EC: If you are an American, the first half of the book is very depressing since we are always on the losing end. Was that your intention?
TB: Looking at every possible recent scenario we are on the losing side, whether in Crimea, Syria, or Iran, our government makes a big show but there is never a price to pay. Our navy is the smallest it’s been since WWII. China has sixty-four ballistic missiles to our sixty-six. It is like we are dismantling this country with a lot of damage being done. We are on the defensive, which is depressing. China is becoming much more powerful. This is not just me making everything up, which is why I wrote that author’s note at the beginning.
EC: Some of your readers compared Alex Hawke to James Bond, do you agree?
TB: Bond was a creature of the 20th century where as Hawke is from the 21st century. He is thirty-three years old and the sixth richest person in England. Unlike Bond Alex is a living breathing man who falls in love, misses his child, gets hurt, sees the world as good vs. evil, and can be very emotional. He is dashing, sophisticated, emotional, witty, passionate, and a very eligible bachelor. He represents a way of life that is rapidly receding in America. Alex is a man of character with the bulldog tenacity of Winston Churchill and Ronald Reagan. All these men would never give in. We have gone from fighting on the beaches to sun tanning on the beaches.

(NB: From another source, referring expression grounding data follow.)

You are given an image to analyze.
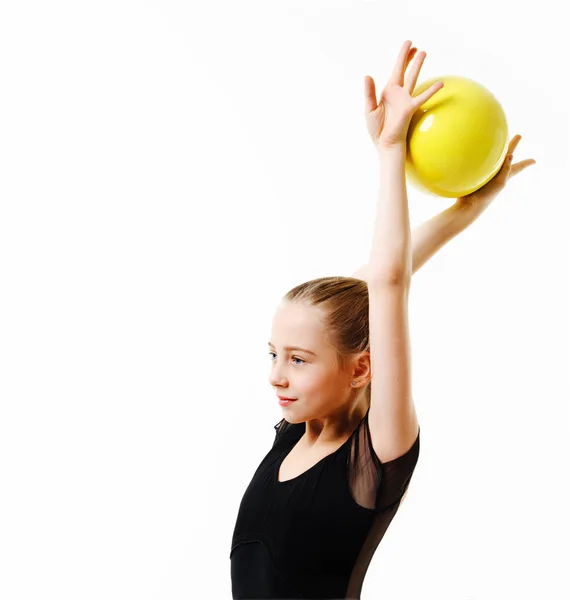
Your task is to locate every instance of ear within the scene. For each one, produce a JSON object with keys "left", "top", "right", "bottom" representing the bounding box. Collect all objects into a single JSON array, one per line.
[{"left": 352, "top": 351, "right": 372, "bottom": 385}]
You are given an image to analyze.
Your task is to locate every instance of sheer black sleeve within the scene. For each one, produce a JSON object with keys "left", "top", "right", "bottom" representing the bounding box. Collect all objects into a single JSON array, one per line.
[{"left": 347, "top": 411, "right": 420, "bottom": 511}]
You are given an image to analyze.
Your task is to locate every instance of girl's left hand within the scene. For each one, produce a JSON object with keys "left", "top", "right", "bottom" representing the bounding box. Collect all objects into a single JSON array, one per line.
[{"left": 457, "top": 134, "right": 536, "bottom": 215}]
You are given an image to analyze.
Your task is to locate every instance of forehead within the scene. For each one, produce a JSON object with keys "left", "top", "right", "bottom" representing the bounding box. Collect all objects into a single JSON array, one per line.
[{"left": 270, "top": 301, "right": 325, "bottom": 344}]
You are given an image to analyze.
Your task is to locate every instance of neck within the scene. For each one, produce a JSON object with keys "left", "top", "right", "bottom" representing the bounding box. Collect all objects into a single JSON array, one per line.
[{"left": 304, "top": 393, "right": 369, "bottom": 446}]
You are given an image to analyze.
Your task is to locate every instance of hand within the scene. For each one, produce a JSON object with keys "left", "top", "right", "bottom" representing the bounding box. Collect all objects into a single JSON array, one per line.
[
  {"left": 456, "top": 134, "right": 536, "bottom": 216},
  {"left": 364, "top": 40, "right": 444, "bottom": 151}
]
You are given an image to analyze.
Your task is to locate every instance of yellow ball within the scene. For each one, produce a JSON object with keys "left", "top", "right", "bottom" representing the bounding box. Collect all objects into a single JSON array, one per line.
[{"left": 406, "top": 76, "right": 509, "bottom": 198}]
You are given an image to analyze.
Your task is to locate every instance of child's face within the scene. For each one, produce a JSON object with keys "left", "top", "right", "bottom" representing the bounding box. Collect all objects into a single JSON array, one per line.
[{"left": 268, "top": 300, "right": 352, "bottom": 422}]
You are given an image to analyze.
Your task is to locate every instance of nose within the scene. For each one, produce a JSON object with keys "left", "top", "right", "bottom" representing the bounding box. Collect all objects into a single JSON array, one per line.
[
  {"left": 269, "top": 360, "right": 287, "bottom": 388},
  {"left": 269, "top": 372, "right": 287, "bottom": 388}
]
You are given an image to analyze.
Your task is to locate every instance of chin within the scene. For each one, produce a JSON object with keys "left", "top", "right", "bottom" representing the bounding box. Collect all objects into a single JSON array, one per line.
[{"left": 281, "top": 406, "right": 304, "bottom": 423}]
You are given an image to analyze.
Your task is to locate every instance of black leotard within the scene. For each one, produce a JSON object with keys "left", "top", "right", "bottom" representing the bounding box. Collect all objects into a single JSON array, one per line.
[{"left": 230, "top": 407, "right": 420, "bottom": 599}]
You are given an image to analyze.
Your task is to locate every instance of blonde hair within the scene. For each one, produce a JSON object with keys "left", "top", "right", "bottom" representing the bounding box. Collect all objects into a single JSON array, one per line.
[{"left": 282, "top": 276, "right": 371, "bottom": 403}]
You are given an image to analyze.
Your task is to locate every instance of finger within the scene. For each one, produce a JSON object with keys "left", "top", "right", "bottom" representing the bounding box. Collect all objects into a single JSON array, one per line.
[
  {"left": 406, "top": 47, "right": 418, "bottom": 69},
  {"left": 509, "top": 158, "right": 536, "bottom": 178},
  {"left": 497, "top": 154, "right": 514, "bottom": 182},
  {"left": 405, "top": 50, "right": 426, "bottom": 94},
  {"left": 507, "top": 134, "right": 523, "bottom": 154},
  {"left": 412, "top": 81, "right": 444, "bottom": 108},
  {"left": 364, "top": 75, "right": 378, "bottom": 113},
  {"left": 389, "top": 40, "right": 413, "bottom": 86}
]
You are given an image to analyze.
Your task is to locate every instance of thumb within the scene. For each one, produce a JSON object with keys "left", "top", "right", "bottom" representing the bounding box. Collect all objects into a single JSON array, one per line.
[{"left": 364, "top": 75, "right": 378, "bottom": 113}]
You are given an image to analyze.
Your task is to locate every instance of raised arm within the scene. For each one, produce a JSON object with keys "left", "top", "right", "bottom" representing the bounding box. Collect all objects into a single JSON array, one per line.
[
  {"left": 361, "top": 41, "right": 444, "bottom": 462},
  {"left": 358, "top": 39, "right": 534, "bottom": 465}
]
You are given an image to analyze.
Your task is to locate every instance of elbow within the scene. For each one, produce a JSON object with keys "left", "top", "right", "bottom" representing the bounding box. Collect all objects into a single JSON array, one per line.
[{"left": 367, "top": 267, "right": 411, "bottom": 287}]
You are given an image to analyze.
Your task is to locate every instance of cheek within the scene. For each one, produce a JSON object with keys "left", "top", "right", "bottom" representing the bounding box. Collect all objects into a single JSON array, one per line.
[
  {"left": 304, "top": 370, "right": 333, "bottom": 393},
  {"left": 295, "top": 370, "right": 319, "bottom": 390}
]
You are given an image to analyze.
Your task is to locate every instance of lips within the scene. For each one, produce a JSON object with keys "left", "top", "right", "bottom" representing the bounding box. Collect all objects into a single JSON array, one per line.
[{"left": 278, "top": 396, "right": 296, "bottom": 401}]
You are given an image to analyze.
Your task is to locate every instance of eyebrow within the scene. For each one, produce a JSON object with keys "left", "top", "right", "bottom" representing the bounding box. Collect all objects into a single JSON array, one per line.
[{"left": 268, "top": 342, "right": 317, "bottom": 357}]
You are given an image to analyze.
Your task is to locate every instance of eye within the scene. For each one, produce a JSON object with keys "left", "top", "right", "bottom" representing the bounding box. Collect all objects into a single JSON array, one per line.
[{"left": 268, "top": 352, "right": 305, "bottom": 365}]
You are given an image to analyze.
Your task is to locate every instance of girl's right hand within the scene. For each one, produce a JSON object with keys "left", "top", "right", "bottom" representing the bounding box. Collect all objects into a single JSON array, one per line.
[{"left": 364, "top": 41, "right": 444, "bottom": 151}]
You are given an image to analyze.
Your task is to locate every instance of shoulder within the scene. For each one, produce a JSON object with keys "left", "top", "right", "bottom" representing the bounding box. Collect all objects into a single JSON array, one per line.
[{"left": 273, "top": 418, "right": 303, "bottom": 448}]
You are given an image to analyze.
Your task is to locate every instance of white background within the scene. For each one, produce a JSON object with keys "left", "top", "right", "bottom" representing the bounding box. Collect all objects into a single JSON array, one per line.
[{"left": 1, "top": 1, "right": 568, "bottom": 599}]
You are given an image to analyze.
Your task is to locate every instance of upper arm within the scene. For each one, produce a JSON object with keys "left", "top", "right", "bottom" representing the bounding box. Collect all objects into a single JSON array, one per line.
[{"left": 367, "top": 279, "right": 419, "bottom": 464}]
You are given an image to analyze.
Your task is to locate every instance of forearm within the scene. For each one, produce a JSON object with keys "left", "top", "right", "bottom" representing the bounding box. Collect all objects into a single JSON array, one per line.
[
  {"left": 412, "top": 203, "right": 474, "bottom": 273},
  {"left": 410, "top": 201, "right": 476, "bottom": 274},
  {"left": 353, "top": 199, "right": 477, "bottom": 282},
  {"left": 368, "top": 145, "right": 412, "bottom": 281}
]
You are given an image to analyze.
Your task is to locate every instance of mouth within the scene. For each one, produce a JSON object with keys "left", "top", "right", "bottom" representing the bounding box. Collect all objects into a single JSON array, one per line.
[{"left": 277, "top": 396, "right": 297, "bottom": 406}]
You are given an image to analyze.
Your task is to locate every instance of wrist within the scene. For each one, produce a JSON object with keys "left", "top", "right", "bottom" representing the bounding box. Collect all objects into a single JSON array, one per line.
[
  {"left": 376, "top": 142, "right": 407, "bottom": 159},
  {"left": 449, "top": 200, "right": 481, "bottom": 231},
  {"left": 454, "top": 196, "right": 488, "bottom": 221}
]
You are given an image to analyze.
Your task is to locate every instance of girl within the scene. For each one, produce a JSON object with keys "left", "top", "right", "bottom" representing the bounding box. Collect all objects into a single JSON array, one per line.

EC: Recently there was an article about William and Kate’s real-life nanny who sounded a lot like Nell Spooner. Can she be described as Mary Poppins with combat training?
TB: Family plays a significant role, especially with the interaction between Alex and his son, as well as between father, son, and Nell, the governess from Scotland Yard. Just as with Prince William and Kate, the main character Alex Hawke must deal with the difficult realities of protecting a child that is endangered just because he is Alex’s son. There is a large division of Scotland Yard called the Royal Protection Service, which I changed to the Operational Command Unit of the Metropolitan Police Service. These ‘nannies’ are trained police that become caretakers for the royalty.
EC: How would you describe your book?
TB: A tongue in cheek book, that is fun to read while learning a little something.